2. The clot retraction is normal in hemophilia because of:
- A reduced number of platelets.
- A normal number of platelets.
- Increased prothrombin activity.
- The presence of calcium.
3. To measure clot retraction, we can use tubes previously used to determine:
- Coagulation time.
- Prothrombin time.
- Prothrombin consumption time.
- Thromboplastin generation time.
4. The tourniquet test is positive in:
- Purpuras.
- Hemophilia.
- Polycythemia.
- Agranulocytosis.
5. The partial thromboplastin time cannot be used to reveal a deficiency of:
- Factors V or X.
- Factors XI or XII.
- Prothrombin or fibrinogen.
- Factor VII or platelet factor 3.
6. Which of the following values for the activated partial thromboplastin time is normal?
- 30 seconds.
- 50 seconds.
- 1 minute, 10 seconds.
- 1 minute, 30 seconds.
7. The anticoagulant used in preparing the patient’s plasma for the one-stage prothrombin time is:
- 0.2 ml of EDTA.
- 0.5 ml of 3.8 percent sodium citrate.
- 0.5 ml of 1.34 percent sodium citrate.
- 0.1 ml of 5 percent potassium oxalate.
8. The prothrombin time is sensitive to a deficiency of factor:
- VII.
- VIII
- IX.
- XI.
9. A prothrombin consumption time of less than 20 seconds indicates a deficiency in:
- Fibrinogen.
- Prothrombin.
- Factor V, VII, or X.
- Platelet and factors VIII, IX, XI, or XII.

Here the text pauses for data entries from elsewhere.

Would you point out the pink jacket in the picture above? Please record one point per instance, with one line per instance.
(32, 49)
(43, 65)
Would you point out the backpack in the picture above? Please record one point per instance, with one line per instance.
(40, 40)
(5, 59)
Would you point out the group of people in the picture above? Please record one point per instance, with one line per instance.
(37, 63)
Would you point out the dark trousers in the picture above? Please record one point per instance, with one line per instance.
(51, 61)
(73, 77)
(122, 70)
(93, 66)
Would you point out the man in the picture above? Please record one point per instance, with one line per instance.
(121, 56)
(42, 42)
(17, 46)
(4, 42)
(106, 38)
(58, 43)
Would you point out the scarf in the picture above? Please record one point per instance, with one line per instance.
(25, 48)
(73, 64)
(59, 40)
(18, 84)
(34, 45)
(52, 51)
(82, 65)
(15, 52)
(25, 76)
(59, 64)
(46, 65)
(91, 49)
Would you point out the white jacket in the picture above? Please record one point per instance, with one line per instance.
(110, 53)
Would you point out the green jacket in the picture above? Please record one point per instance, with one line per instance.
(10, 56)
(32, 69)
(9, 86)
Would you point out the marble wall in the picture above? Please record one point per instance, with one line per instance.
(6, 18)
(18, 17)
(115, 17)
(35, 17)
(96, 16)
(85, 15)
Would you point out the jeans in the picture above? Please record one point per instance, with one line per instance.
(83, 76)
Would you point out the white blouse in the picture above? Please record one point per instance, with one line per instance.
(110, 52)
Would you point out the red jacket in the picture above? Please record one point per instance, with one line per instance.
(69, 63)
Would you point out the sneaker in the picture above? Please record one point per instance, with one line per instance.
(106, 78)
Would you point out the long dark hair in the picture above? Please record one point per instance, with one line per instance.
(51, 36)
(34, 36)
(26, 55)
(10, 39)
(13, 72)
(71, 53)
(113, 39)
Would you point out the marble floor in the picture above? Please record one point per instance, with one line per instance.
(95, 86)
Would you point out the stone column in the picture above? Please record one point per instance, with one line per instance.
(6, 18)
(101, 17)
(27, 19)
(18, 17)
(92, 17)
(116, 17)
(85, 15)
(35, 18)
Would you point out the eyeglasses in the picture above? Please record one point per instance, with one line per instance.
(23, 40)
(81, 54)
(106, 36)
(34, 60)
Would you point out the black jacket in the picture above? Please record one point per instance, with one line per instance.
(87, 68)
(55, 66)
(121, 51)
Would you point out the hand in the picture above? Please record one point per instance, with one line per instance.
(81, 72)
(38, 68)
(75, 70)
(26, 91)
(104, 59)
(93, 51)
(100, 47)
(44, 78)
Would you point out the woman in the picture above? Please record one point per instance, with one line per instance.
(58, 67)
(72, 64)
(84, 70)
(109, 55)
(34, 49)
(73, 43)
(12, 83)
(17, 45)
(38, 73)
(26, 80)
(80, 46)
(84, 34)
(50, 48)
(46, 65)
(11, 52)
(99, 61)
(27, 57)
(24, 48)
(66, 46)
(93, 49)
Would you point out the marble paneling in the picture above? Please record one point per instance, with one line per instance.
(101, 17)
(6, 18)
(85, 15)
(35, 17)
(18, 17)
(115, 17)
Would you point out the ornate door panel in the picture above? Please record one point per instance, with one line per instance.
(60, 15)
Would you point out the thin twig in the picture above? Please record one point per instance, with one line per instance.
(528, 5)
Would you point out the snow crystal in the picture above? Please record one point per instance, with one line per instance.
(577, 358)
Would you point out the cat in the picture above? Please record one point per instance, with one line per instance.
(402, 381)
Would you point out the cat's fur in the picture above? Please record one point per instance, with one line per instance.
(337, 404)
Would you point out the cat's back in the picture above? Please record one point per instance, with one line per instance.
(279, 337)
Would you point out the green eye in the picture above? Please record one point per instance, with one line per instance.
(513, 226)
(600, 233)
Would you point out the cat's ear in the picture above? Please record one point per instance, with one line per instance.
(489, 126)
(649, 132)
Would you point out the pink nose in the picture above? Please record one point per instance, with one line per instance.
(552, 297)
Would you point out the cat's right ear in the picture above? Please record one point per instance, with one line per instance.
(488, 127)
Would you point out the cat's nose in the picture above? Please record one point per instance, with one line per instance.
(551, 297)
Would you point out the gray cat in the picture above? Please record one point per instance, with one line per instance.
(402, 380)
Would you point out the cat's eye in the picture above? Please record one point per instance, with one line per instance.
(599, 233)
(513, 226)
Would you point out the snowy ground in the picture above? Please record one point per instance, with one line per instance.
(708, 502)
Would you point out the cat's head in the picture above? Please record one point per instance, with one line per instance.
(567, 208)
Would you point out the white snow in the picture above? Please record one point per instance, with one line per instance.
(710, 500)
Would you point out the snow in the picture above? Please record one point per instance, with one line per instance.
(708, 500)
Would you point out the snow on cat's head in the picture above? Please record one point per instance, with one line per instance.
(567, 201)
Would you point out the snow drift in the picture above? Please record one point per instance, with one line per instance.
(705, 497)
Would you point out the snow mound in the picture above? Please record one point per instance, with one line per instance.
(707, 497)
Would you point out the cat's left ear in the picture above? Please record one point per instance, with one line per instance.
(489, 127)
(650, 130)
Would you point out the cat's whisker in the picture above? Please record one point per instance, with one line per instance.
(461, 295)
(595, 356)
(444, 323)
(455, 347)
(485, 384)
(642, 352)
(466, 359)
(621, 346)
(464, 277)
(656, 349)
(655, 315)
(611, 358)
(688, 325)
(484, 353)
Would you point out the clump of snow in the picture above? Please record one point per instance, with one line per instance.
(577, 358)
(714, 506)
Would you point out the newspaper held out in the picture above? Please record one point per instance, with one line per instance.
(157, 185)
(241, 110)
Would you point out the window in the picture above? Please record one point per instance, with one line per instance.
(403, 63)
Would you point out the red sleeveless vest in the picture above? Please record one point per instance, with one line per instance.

10. What is the most important difference between the procedures for the one-stage prothrombin time and the prothrombin consumption time?
- Sensitivity.
- Sources of error.
- Blood fraction tested.
11. Deficiencies of which two factors cannot be distinguished from each other by using the thromboplastin generation time, the prothrombin time, and the partial thromboplastin time?
- V and VII.
- VIII and IX.
- X and XI.
- XI and XII.
12. Which of the following is NOT used to determine the thrombin time?
- Patient’s plasma.
- Thrombin solution.
- Thromboplastin reagent.
- A 37°C water bath.
13. The thrombin time is sensitive to a deficiency of:
- Factor V.
- Factor VII.
- Fibrinogen.
- Prothrombin.
14. Which of the following plasma concentrations of fibrinogen falls in the normal range?
- 50 mg/dl.
- 100 mg/dl.
- 300 mg/dl.
- 500 mg/dl.
15. The plasma recalcification time is used in which of the following?
- Coagulation time.
- Thrombin time.
- Detection of factor XIII deficiency.
- Detection of a circulating anticoagulant.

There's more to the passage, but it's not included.